Ils font partie des 48 % des votants qui auraient préféré rester dans l’Union européenne en 2016. Ils sont de ceux qui ont un amour indéfectible pour les liens entre le Royaume-Uni et le continent européen, et surtout la France. Quelques jours après l’entrée de la baguette au patrimoine immatériel mondial de l’UNESCO, la France reste bel et bien chérie outre-Manche. La francophilie est particulièrement prégnante au sein des communautés de Britanniques anciennement domiciliés en France. Pour ceux qui ont troqué leurs jambons beurres pour des crisp sandwiches, la nostalgie de l’Hexagone incite ces Britanniques revenus au pays à faire vivre la France par-delà ses frontières.
En dépit des déconvenues politiques des dernières années, la francophilie persiste, comme en témoigne l’existence de nombreux clubs français à travers le Royaume-Uni. Ce ne sont pas moins de quatorze « cercles français » qui organisent des événements hebdomadaires célébrant la France et son héritage culturel à travers le pays. Peter Prowse, membre du cercle français d’Epsom et Ewell, explique que la structure l’aide à maintenir un lien fort avec la France. « Nous organisons des soirées en hommage aux chanteurs français illustres ou encore sur l’histoire franco-britannique, les membres partagent tous cette même passion pour la culture française », explique ce Britannique passionné de la France.
Ces cercles ont une importance toute particulière dans la vie des francophiles nostalgiques. Raymond Harding fait partie des 86,000 Britanniques à posséder une résidence secondaire en France. « Interagir avec différents membres francophiles me permet de maintenir un bon niveau de français en hiver quand nous ne nous rendons pas dans notre résidence secondaire dans le Roussillon », explique le retraité. « Notre amour de la France est une affaire de famille », insiste-t-il. L’Anglais originaire de Bristol a élevé ses deux enfants à Toulouse et à Lyon avant de rentrer au Royaume-Uni. « Mes enfants sont bilingues et cela leur a donné la possibilité de travailler dans le commerce international, ils en sont très fiers », insiste-t-il. Son épouse et lui-même se rendent régulièrement au cercle français de Bristol et prennent part aux conférences, aux cafés et randonnées où le français de rigueur.
Debra Kelly, professeure émérite de l’université de Westminster, pose un regard historique sur la francophilie britannique. « Historiquement, les Français ont toujours eu un trajet de migration différent des autres pays, ils sont mieux acceptés », explique-t-elle. Selon elle, l’intérêt des Britanniques porté à la France varie en fonction du milieu social.
D’après la professeure britannique spécialiste en études francophones, la francophilie britannique est un marqueur social, très souvent identifié dans les milieux bourgeois et aristocrates. Comme en témoigne l’accueil des Huguenots au XVIème et XVIIème siècles, la stabilité économique des classes britanniques les plus aisées permet une plus grande ouverture à l’inconnu. Un siècle plus tard, l’entente entre aristocrates britanniques et français est renforcée par l’accueil positif des réfugiés royalistes au Royaume-Uni.

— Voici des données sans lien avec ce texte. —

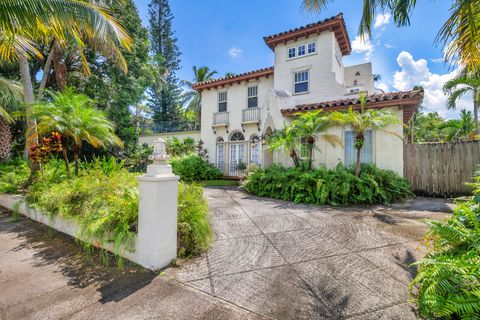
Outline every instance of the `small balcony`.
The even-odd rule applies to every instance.
[[[228,126],[229,112],[215,112],[213,114],[213,126]]]
[[[260,123],[260,108],[243,109],[242,123]]]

Cette perspective historique est confortée par Constance Bantman, enseignante à l’université de Surrey, auteure et ancienne normalienne. « De l’amour à la haine, les relations entre la France et le Royaume-Uni ont toujours été ambivalentes », commence-t-elle. « Le raffinement français, qu’il soit culinaire, vestimentaire ou littéraire, est un facteur important de francophilie au Royaume-Uni. Un certain “chic continental” est associé à la France et reste très marqué socialement », précise la Française spécialiste des relations franco-britanniques.
De la maîtrise du français à l’appréciation de la bonne chère, l’amour de la France et des fantasmes qu’elle suscite font parties intégrantes des codes sociaux britanniques. Quant au Brexit et à la pérennité de l’intérêt porté à la culture française en Albion, Debra Kelly se veut rassurante. « La culture française est très enracinée et appréciée au Royaume-Uni, le divorce politique entre l’Union européenne et le Royaume-Uni n’aura pas d’effet négatif sur la francophilie », conclut-elle.